Les « Sages » rappellent par ailleurs que la justice comme l’administration française disposent déjà « de nombreuses prérogatives » pour contrôler les sites provoquant au terrorisme ou en faisant l’apologie, réprimer les auteurs de ces délits et surveiller les individus dont la consultation de ces sites révèle « une intention terroriste ».

Cette loi « réprime d’une peine de deux ans d’emprisonnement le simple fait de consulter à plusieurs reprises un service de communication au public en ligne, quelle que soit l’intention de l’auteur de la consultation », souligne le Conseil constitutionnel.

Seule la « bonne foi », par exemple de chercheurs ou de journalistes, était prise en compte.
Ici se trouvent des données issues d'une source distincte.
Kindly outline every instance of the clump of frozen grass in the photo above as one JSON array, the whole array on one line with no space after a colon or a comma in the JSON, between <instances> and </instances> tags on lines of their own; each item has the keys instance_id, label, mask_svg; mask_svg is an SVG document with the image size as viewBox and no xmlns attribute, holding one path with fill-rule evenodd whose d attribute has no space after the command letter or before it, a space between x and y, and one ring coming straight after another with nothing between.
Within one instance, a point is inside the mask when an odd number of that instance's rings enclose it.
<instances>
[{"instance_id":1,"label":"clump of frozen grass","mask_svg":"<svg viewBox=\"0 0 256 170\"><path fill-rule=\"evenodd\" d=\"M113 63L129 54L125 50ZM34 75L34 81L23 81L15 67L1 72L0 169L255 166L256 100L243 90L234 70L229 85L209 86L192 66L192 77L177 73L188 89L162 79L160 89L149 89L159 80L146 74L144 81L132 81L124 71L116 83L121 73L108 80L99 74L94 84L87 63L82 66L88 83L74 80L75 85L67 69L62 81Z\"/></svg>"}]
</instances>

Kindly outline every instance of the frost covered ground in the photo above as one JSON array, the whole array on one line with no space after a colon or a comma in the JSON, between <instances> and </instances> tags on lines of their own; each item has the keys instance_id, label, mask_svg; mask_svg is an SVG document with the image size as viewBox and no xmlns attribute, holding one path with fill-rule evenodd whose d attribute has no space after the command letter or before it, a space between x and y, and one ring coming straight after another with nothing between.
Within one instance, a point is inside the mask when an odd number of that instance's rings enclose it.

Dans un avis du 5 avril 2012, le Conseil d’Etat avait émis un avis réservé sur cette mesure, déjà envisagée par le législateur.

Il estimait alors que « de telles dispositions portaient à la liberté de communication, dont une protection particulièrement rigoureuse est assurée tant par le Conseil constitutionnel que par la Cour européenne des droits de l’Homme, une atteinte qui ne pouvait être regardée comme nécessaire, proportionnée et adaptée à l’objectif de lutte contre le terrorisme ».